I’m guessing Ring Lardner probably felt much the same way.

Lardner died seventy-nine and a half years ago, and published his most famous novel ninety-nine years ago. His work rarely saw a second printing in his lifetime. He was close friends with F. Scott Fitzgerald, met Hemingway but didn’t get along, drunkenly danced on a lawn to try to get Joseph Conrad’s attention. Mencken admired him, Woolf praised him. He’s mostly forgotten now, just like Sherwood Anderson and Theodore Dreiser and most of pre-war American writers, men and women who lived in too quiet a time.

Fitzgerald bemoaned this fact in his eulogy, “Ring”, in which he writes:

“During those [sports-writing] years, when most men of promise achieve an adult education, if only in the school of war, Ring moved in the company of a few dozen illiterates playing a boy’s game. … A writer can spin on about his adventures after thirty, after forty, after fifty, but the criteria by which these adventures are weighed and valued are irrevocably settled at the age of twenty-five. However deeply Ring might cut into it, his cake had exactly the diameter of Frank Chance’s diamond.”

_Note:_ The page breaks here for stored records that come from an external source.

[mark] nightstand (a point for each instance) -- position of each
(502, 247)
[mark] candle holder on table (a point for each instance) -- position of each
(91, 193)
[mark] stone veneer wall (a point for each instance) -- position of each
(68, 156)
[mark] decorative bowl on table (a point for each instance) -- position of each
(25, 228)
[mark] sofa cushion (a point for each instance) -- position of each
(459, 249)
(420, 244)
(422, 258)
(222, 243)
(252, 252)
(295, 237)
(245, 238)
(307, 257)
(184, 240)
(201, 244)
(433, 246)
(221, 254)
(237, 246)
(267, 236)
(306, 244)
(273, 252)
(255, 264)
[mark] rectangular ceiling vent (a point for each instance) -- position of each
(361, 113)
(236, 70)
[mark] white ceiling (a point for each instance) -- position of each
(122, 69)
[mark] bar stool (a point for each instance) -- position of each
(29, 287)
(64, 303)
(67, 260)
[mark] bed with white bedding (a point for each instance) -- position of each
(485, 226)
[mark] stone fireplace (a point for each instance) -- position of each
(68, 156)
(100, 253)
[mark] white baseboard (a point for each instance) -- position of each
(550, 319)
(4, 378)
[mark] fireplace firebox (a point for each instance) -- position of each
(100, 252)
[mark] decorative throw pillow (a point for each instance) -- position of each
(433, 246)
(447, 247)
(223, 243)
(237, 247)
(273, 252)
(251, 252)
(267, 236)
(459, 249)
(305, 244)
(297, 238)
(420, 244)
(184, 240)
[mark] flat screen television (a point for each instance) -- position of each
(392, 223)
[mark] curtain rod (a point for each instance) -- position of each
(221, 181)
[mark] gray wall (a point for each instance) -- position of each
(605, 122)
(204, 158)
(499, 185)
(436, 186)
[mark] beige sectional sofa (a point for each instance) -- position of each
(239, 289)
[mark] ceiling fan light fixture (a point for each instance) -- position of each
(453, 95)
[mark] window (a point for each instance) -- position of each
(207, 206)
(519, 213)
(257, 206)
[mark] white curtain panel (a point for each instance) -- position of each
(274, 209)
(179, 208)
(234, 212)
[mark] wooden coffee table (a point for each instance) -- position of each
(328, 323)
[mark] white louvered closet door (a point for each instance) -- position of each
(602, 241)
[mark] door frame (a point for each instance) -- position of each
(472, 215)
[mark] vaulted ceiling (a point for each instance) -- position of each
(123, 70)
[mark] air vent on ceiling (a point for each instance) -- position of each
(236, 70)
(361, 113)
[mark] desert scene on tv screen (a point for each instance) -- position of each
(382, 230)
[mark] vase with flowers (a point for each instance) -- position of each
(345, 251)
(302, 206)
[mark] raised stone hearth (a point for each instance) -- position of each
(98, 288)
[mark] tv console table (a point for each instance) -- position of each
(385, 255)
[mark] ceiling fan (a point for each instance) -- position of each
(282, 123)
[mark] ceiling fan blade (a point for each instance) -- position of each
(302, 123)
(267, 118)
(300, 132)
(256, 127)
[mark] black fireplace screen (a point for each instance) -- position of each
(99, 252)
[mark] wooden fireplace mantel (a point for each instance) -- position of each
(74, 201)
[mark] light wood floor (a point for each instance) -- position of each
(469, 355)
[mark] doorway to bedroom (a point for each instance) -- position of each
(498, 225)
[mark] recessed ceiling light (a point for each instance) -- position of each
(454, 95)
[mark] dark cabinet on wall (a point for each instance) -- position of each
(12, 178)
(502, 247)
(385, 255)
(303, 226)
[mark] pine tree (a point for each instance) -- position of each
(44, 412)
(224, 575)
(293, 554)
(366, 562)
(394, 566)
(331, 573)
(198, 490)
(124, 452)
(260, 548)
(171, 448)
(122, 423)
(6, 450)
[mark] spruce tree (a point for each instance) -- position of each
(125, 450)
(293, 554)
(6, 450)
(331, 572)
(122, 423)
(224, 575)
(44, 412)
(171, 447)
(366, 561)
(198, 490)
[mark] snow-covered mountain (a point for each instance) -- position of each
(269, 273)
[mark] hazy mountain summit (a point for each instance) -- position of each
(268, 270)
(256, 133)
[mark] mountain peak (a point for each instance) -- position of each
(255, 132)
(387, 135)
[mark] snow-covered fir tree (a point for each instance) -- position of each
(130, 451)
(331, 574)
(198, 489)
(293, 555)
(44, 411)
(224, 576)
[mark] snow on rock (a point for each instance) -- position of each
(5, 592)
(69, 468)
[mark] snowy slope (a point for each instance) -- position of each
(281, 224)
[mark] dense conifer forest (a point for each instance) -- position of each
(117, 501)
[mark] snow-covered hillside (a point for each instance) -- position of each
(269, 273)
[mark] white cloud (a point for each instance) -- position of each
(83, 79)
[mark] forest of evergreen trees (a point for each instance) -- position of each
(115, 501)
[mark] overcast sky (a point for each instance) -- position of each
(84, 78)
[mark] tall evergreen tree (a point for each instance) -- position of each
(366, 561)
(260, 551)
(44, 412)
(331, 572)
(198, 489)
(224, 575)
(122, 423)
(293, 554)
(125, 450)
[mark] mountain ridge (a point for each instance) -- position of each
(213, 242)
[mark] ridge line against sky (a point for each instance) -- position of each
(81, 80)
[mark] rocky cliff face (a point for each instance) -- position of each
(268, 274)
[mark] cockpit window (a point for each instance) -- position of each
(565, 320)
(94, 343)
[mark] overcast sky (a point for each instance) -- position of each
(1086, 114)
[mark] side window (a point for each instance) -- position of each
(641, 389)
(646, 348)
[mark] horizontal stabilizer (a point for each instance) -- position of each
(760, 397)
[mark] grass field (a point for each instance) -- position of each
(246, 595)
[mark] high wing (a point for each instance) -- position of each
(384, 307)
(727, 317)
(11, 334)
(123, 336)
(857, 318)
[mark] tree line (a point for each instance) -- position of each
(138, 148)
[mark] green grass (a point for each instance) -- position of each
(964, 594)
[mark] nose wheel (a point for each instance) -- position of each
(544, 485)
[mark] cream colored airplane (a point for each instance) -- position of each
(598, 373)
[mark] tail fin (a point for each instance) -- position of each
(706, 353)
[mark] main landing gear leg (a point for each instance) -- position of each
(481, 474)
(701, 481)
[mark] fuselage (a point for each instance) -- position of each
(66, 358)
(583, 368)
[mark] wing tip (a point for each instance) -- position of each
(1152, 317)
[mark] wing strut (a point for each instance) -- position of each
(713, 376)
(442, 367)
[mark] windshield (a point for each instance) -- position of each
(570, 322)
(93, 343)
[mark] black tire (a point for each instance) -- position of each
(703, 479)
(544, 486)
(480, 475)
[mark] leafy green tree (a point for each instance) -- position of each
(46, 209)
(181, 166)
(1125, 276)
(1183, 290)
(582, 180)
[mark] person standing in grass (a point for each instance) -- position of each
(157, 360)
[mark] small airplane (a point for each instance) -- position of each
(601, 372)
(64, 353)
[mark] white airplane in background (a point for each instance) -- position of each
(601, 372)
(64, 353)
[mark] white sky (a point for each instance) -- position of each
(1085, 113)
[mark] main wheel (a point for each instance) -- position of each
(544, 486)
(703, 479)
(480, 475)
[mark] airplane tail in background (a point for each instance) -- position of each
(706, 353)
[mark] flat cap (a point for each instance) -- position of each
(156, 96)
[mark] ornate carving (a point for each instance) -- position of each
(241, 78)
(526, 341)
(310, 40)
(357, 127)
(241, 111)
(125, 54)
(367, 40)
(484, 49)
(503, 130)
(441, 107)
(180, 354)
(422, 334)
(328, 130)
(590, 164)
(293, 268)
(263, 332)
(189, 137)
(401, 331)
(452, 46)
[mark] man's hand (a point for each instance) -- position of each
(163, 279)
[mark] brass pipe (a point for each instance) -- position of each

Perhaps this is what caused the disquiet I felt as I read Lardner’s You Know Me Al on a flight to Arizona to meet my younger, more intelligent and far more focused colleagues. I read the book in two hours, after promising to put it down at the end of every chapter. It’s a comedy, in the sense that Don Quixote is a comedy: one in which we are meant to laugh at the main character, but find the target of the satire too universal, too personal to take any great pleasure out of it.